Se ciñe a la frente una gorra negra que le roba otro espacio al rostro enmarañado y canoso. Entonces observo que los ojos se le empiezan a humedecer y las palabras a entrecortarse.

«Yo tenía ocho años cuando vi muerto al Che en la lavandería del hospital de Vallegrande. Pasé por debajo de la gente y logré ponerme muy cerca de donde él estaba tendido. En ese momento para mí fue como si mirara a un dios; tenía los ojos abiertos como si estuviera vivo y desde ese instante lo empezamos a ver como a un Cristo.

«La gente hace rezar por él; yo también le he prendido velas acá. Tengo fe en que él me ayude, porque él francamente vino a eso, ¿no?; vino a ayudar a los pobres. Le prendo velas y le pido que me proteja, porque recorro en motocicleta todo mi país».

Frente a su taller se yergue un local de color blanco con un rótulo pintado en rojo: Consultorio y laboratorio clínico. Médicos cubanos. Atención gratuita.

«Tenía una hipertensión severa y fui al consultorio por primera vez. Me hicieron análisis, electrocardiograma y otros chequeos médicos. Había gastado mi plata en las clínicas particulares y nada. Entonces llegué ese día allí y les dije: “Este soldado necesita que lo recuperen para la revolución”. Y gracias a dios me salvaron.

«Hace poco me enojé con un paisano mío que tiene plata y hablaba muy mal de los doctores cubanos. Fui al consultorio y les dije: “Si yo fuera ustedes no curo a ese rico de mierda”; y la doctora me contestó: “Nosotros hemos venido aquí a curar a todos por igual”. La miré y pensé que era una virgen la que me hablaba».

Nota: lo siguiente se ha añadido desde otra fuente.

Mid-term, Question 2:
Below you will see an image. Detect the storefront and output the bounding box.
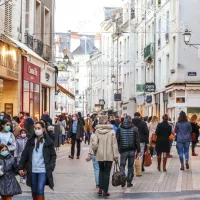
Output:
[0,41,21,116]
[40,66,55,117]
[22,57,40,121]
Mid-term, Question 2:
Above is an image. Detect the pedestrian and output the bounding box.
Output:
[18,122,56,200]
[190,114,200,156]
[84,114,93,145]
[69,114,84,159]
[132,112,149,171]
[92,115,119,197]
[116,116,140,187]
[175,111,192,170]
[0,144,22,200]
[24,113,34,138]
[86,133,99,188]
[16,129,28,184]
[156,114,172,172]
[56,115,67,145]
[0,119,16,156]
[148,116,158,157]
[12,116,21,137]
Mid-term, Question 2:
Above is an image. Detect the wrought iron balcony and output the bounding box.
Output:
[34,39,44,56]
[24,33,34,49]
[43,44,52,61]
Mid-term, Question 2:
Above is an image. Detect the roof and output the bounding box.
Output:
[1,34,47,63]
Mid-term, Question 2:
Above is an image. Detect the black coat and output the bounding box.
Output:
[0,155,22,196]
[116,119,140,153]
[132,118,149,144]
[18,134,56,189]
[156,122,172,153]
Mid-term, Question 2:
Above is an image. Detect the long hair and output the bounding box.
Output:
[178,111,188,123]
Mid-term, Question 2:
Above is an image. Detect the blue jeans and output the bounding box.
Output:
[177,142,190,165]
[31,173,47,196]
[92,155,99,185]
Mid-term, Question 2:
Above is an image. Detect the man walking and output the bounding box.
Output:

Ajusta la manilla del acelerador de su motocicleta y comenta sin cambiar la vista de su inspección mecánica:

«Conseguí unas áreas de tierra para entregársela a los pobres en plena selva. Yo antes tenía el pelo y la barba más largos y los campesinos creen que soy un pastor. Allí hay gente que adora a Fidel Castro; de como lo conocen no sé, tal vez sea por la radio, porque electricidad no hay.

«Para llegar hasta allá hay que entrar por el pueblo de San Ignacio de Velasco y adentrarse 200 kilómetros en puro monte. Un día de estos voy a invitar a los doctores para que vayan conmigo y así los indígenas conocerán a los discípulos del Che Guevara».

Patea la palanca del arranque y la Poderosa ruge. Él se despide con un gesto sin palabras. Nos quedamos en la acera viéndolo desaparecer por una entrecalle, en cierta semejanza a lo que 58 años atrás simbolizaron, en la Argentina, los padres del Che.